VV Minerals boss says canalisation will hurt mineral sand miners

By William Clarke
Published: Thursday, 14 February 2019

The chief executive of VV Minerals tells Fastmarkets that restrictions on private exports of mineral sands will be bad for production.

A ban on private exports of mineral sands from India will hit private production of titanium dioxide ores, zircon and garnet, the chief executive of Indian miner VV minerals, S Vaikundarajan, warned.

Vaikundarajan also downplayed the company’s legal dispute with the state of Tamil Nadu over allegations of illegal mining and the illegal export of monazite.

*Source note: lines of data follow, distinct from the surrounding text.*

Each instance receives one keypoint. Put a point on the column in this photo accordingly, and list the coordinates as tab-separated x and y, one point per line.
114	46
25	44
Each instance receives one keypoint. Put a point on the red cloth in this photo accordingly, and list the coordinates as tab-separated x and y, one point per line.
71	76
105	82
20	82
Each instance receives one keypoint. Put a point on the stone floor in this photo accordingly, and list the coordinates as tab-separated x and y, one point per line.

In comments made by Vaikundarajan to Fastmarkets IM in January 2019, he hit out against the country’s canalisation policy.

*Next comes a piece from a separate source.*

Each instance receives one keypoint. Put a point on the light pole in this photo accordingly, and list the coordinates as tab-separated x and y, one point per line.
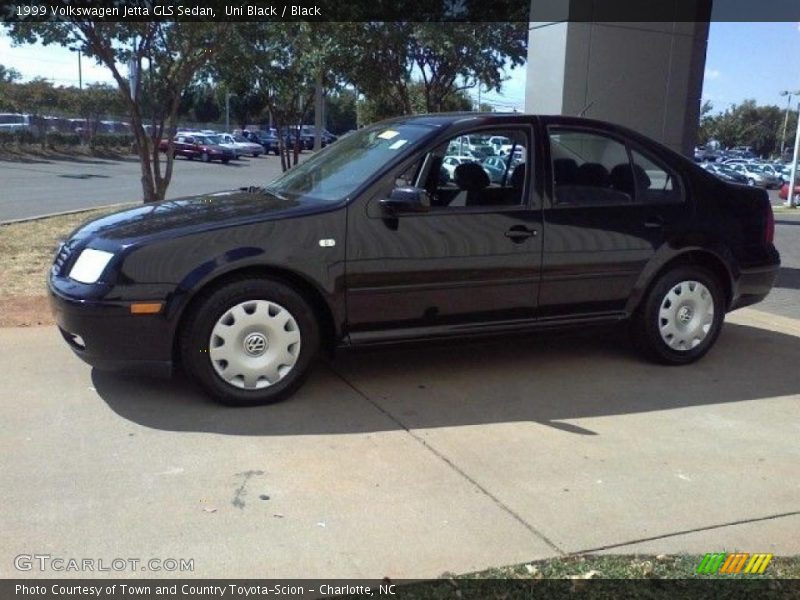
790	201
228	110
786	118
80	70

Having liberalised the mineral sands sector two decades earlier, the Indian government opted in August 2018 to canalise exports of mineral sands through state-run entity Indian Rare Earths Ltd (IREL).

"The new policy… is a blow to private companies like us," he said. "We have made huge capital investments by way of technology, production facilities and established significant share in global markets."

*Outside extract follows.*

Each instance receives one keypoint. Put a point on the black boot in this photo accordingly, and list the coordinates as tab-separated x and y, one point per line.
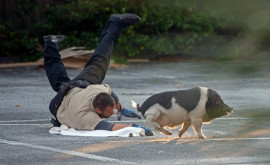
126	19
54	38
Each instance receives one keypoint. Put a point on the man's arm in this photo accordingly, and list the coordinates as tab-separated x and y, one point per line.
120	126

The tightening of regulation on the Indian mineral sand sector has sharply reduced the availability of ilmenite, rutile and zircon from that country.

Rival miner Kenmare said in January 2019 that Indian ilmatite supply had halved from 2017, when it accounted for around 7% of global market share.

The tightening could also threaten rutile supply, which is currently squeezed.

On February 14 Fastmarkets IM assessed the price of rutileconcentrate min 95% TiO2 bulk CIF China at $1,050-1,100 per tonne, up from $850-950 per tonne a year earlier. 

A ban on private exports of these minerals from India would effectively put a stop to mining of these minerals, reducing their availability on the world stage, Vaikundarajan insisted.

"We should not forget that it was the private sector players, who helped Indian mineral beach industry to achieve the current scales," he said, noting that production has boomed since the entry of private players into the mineral sand sector in 1998.

As a competitor to private firms, IREL has little incentive to encourage exports, Vaikundarajan suggested.

"Private producers like us have spent millions of dollars and more than 20 years in developing foreign clients," said. "But the recent move by the government will nullify our efforts if the export of beach minerals continues to be through IREL."

Tax raids

VV Minerals is fighting legal cases relating to the alleged illegal mining of mineral sands, the alleged illegal export of monazite and a tax raid carried out by the national tax body late last year.

The state of Tamil Nadu, where VV Minerals operates, claims that the company is one several mineral sand companies that conduct illegal mining operations and the export of monazite - allegations that it refutes.

"Income tax raids are an unavoidable matter of life in India and are always conducted in the glare of tipped-off media exposure," Vaikundarajan told Fastmarkets IM late last month.

"It is not only business that is subject to these types of raids but it is also a regular feature of political life and again such raids are conducted in the full glare of the media who always seem to know in advance of the raids," he said. "For the media it is good copy and sells print and air time."

Vaikundarajan disputes local media reports that more than 85 million rupees ($1.2 million) in cash were seized in these raids, along with other assets.

"There were no assets seized except our computers are always taken away, copied and then returned," he said.

In total, he says, the authorities seized 34.8 million rupees, an amount that Vaikundarajan described as "not excessive" given the number of business units associated with VV Minerals as well as the fact that everyday business transactions in India are often conducted in cash.

Vaikundarajan also hit out at a report submitted to the Madras High Court in 2018 on the monazite content of mined but unsold mineral sand. The report used an outdated standard for measuring monazite content, he contended.

While the report "found stocks of tailings containing elevated amounts of monazite as expected in mineral sands operations worldwide, all were stored as required by the Atomic Energy Regulatory Board," Vaikundarajan also noted

Monazite is a controlled material in India due to its thorium content. Thorium is used in India’s nuclear programme.